Gender Norms

Stay-At-Home Dads More Likely To Be Depressed, Study Says

Men who stay at home and women who go to work are at higher risk of depression, study suggests.

by Joshua A. Krisch
Updated: 
Originally Published: 
A sad dad being consoled by his son at home.
Westend61/Getty

Stay-at-home dads are more likely than other men to suffer symptoms of depression while women who enter the workforce and become top earners are similarly unhappy. These findings, which are bound to bother quite a lot of people, suggest that men and women who violate traditional gender norms are less happy for it. The data also serves as a reminder that culture changes slowly and that adults who think they are past this sort of Pleasantville thinking really aren’t.

“Well-being was lower for mothers and fathers who violated gendered expectations about the division of paid labor, and higher for parents who conformed to these expectations,” said coauthor on the study Karen Kramer of the University of Illinois at Urbana-Champaign, in a press statement. “We observed a statistically significant and substantial difference in depressive symptoms between men and women in our study.”

Even as educational and career opportunities for women have increased, society has been slow to catch up. Women still face wage discrimination and the threat of sexual and physical assault in the workplace. Coworkers have less respect for women who work rather than take maternity leave — and for women who take maternity leave rather than work.

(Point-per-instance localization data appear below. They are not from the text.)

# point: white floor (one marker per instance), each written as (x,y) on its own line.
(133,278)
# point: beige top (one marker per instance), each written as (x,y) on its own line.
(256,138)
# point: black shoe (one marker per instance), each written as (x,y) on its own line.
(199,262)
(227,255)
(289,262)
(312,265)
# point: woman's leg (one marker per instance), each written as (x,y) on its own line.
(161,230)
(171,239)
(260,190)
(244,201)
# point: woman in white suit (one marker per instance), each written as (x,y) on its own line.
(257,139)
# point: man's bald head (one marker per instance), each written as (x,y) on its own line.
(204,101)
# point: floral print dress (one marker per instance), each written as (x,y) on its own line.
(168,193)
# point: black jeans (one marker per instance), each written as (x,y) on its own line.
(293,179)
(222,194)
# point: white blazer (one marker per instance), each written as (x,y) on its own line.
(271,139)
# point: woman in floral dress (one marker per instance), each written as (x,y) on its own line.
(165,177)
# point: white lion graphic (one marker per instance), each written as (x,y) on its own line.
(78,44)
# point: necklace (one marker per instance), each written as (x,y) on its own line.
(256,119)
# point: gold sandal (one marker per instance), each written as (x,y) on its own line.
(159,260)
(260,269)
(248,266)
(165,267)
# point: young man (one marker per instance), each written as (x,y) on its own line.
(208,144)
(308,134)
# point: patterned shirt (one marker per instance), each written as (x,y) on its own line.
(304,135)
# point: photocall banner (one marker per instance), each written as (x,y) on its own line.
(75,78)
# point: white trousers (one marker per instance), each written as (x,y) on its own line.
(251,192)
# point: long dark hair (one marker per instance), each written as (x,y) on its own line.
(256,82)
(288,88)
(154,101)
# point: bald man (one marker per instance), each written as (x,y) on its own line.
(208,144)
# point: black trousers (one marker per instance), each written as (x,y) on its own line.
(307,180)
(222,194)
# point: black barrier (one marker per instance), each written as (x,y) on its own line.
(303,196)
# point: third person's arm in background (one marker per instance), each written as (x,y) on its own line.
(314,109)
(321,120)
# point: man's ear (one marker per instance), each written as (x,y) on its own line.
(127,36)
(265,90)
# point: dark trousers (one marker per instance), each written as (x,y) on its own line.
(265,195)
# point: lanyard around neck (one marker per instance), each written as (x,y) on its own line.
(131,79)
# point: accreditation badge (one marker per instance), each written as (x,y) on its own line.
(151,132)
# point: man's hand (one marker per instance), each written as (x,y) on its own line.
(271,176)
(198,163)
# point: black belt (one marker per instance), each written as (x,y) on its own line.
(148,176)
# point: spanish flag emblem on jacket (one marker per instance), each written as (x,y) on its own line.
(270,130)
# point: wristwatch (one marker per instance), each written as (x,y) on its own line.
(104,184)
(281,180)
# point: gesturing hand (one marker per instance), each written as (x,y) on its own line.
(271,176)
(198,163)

Kramer and colleagues wondered what happens to men and women when they break traditional gender norms within a society that is still uncomfortable with high-earning women and stay-at-home men. Their hypothesis? That progressive men and women suffer psychologically from the fact that their communities do not respect their decisions.

The researchers were not disappointed — well, they were somewhat disappointed. But their hypothesis was spot-on.

Kramer and her team surveyed 1,463 men and 1,769 women born between 1957 and 1965, who had submitted to psychological evaluations in 1991 and 1994. They found that exiting the workforce to stay home with the kids did no harm to women’s psychological wellbeing, but that doing so was linked to depressive symptoms in men.

Further, they found that women who were the primary breadwinners in their families reported more symptoms of depression. As men made more money, their depressive symptoms evaporated. When women did the same, they spiraled into depression.

The findings do not mean that women are naturally better suited for housework, or that men are naturally happier in the workplace. This was not a study of nature, but a study of nurture — the extent to which societal biases can alter our psyches. The results illustrate that a society that tells men they can only be fulfilled through work, and tells women that they can only be fulfilled through childrearing, impacts even men and women who believe they’ve evolved beyond that.

For stay-at-home dads, the study’s conclusion is sobering. Is there any hope of a father finding happiness in a world that isn’t ready to accept men who spurn stock and bonds for baby wipes and bath toys?

Barack Levin, stay-at-home dad and author of The Diaper Chronicles, has some sage advice. “There are people out there that when they see a man staying home with his kids, they automatically think, ‘he’s an unemployed loser,’” he told Parents.

“You have to be comfortable with your decision and not let it get to you.”